Разговор случился перед самой ночью, а во сне Заряна видела, как гарцевала она, оседлавши сеношный порог, и с хохотом выкрикивала на всю деревню:
— Черти мово Парфена залюбили! Черти!..
Когда же утром отворила она глаза, а мужа рядом нету, тогда Заряна, не мешкая, стреканула задворками до Синего разлога, по косогорью поднялась до выпаса и через выбитую скотом луговину пустилась в тайгу — догонять его.
А по сибирскому раздолью, в березовой золотой рубахе, в бархатном чекмене[16] зеленой хвои, в рябиновых кудрях гулял хмельной сентябрь. Недолгое бабье лето дышало на него жаром последней любви. Горячие их головы туманились предчувствием скорой разлуки. Заряне же казалось, что Земля готовится сотворить небывалый разворот и над таежным краем опять воссияет малиново-смороденный июль, пчела полетит брать медовую взятку, разразится на лугах покос и…

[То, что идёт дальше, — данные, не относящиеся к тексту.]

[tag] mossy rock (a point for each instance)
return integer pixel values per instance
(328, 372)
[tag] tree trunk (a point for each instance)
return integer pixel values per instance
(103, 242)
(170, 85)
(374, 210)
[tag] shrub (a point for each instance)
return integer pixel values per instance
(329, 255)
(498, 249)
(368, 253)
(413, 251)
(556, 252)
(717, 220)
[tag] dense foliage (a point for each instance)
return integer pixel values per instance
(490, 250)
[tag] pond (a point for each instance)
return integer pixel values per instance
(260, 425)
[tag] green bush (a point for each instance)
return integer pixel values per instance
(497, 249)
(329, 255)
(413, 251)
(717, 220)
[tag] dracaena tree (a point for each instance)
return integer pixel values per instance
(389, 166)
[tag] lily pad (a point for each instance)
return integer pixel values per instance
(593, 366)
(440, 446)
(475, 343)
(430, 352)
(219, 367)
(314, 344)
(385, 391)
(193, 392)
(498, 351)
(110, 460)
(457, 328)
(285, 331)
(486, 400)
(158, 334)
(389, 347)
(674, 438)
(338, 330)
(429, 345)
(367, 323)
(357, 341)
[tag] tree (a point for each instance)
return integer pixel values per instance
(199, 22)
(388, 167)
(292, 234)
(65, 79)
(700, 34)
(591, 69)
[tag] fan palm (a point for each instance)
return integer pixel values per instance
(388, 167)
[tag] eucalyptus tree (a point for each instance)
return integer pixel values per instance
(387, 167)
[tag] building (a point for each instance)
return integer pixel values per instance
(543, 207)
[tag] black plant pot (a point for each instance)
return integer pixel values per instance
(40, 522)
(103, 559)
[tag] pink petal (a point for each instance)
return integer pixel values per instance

О, этот лукавый мужичок Сентябрь! С ним надо держать ухо востро! У него огонь в голове, стужа в сердце.
Заряна ж доверилась оранжевому теплу — и унырнула со двора в чем была, вроде бы ей в миткалевом сарафане да линялой голубой косынке предстояло пробежаться только до поскотины.
Примерную дорогу до Шептуновской елани она себе представляла. Потому и понадеялась нагнать в тайге Парфена, но сколько она ни подхлестывала проворные ноги, их резвостью Парфен не догонялся. А солнце, затянутое осенней дымкою, очень скоро взялось коситься на ее выгоревшую косынку совсем с другой стороны неба.